Fig. 5.

Isolation and characterization of TCRs reactive to IRIS-predicted NEPC epitopes. (A) IRIS-epitope priming using two APC systems: (1) conventional type 1 dendritic cell (cDC1)-like cells differentiated from autologous CD34+ hematopoietic stem cells (HSCs), and (2) existing APCs from PBMCs. (B) Example of reactive T cell populations primed with a DMSO negative control, IRIS epitope pool, or PMA/Ionomycin using the CLInt-seq TNFα/IFNγ intracellular marker staining strategy. (C) Example of reactive T cell populations primed with a DMSO negative control, IRIS epitope pool, or PMA/Ionomycin by the CD137 surface marker staining strategy. (D) Overview of the cloning strategy for TCRα/β chains in the pMAX system for Jurkat-NFAT-GFP screening. (E) Overview of the Jurkat-NFAT-GFP reporter system. (F) IFNγ ELISA of one specific TCR (JPTCR_238) targeting an IRIS-predicted AS-derived epitope in CLASP1, when co-cultured with K562-A2-GFP single-cell clones transduced to express a full-length or truncated CLASP1 protein isoform.
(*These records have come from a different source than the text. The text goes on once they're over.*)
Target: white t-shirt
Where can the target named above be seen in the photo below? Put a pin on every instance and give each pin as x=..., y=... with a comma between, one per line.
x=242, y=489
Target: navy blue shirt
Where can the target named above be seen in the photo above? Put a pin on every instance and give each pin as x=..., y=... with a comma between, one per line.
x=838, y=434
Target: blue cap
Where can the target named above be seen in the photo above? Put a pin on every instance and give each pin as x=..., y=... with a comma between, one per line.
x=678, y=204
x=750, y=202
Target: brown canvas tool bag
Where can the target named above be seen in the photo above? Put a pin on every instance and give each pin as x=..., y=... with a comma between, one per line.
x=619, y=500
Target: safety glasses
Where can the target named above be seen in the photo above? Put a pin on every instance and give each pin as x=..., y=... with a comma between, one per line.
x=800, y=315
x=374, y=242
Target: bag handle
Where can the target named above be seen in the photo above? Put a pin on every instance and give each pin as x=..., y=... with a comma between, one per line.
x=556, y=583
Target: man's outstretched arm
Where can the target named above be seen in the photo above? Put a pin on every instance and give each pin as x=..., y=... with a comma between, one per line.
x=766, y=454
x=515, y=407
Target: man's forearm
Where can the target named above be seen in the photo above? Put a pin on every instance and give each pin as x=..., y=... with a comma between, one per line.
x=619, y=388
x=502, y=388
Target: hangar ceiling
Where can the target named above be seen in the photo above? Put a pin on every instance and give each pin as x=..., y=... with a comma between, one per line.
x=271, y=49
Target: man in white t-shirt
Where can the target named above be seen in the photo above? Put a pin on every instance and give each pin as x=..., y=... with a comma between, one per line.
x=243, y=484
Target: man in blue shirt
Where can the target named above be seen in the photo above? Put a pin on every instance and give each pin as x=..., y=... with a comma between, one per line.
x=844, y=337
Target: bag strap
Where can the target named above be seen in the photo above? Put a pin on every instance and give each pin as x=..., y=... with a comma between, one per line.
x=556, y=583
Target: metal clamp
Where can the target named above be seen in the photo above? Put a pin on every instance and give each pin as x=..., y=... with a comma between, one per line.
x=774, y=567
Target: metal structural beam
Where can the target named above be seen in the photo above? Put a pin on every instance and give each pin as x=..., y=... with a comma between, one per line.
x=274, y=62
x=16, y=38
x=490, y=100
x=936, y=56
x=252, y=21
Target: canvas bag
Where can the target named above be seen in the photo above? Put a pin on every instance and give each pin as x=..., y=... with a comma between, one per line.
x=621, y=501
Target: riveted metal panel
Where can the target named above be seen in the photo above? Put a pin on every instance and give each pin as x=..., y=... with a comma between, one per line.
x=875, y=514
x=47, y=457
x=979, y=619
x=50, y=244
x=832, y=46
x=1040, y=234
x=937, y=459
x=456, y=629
Error bars indicate SD (n = 3). JPTCR_238: an isolated TCR targeting an IRIS-predicted epitope in CLASP1; F5: a clinically tested TCR targeting the MART1 melanoma antigen; NGFR: empty vector with no introduced TCR as a negative control; Untransduced: untransduced as a negative control. (G) Cytotoxicity analysis by live cell imaging of a K562-A2-GFP single-cell clone transduced with a full-length CLASP1 protein isoform containing an IRIS-predicted epitope targeted by JPTCR_238. F5 TCR, NGFR (no TCR introduced), and untransduced were used as negative controls.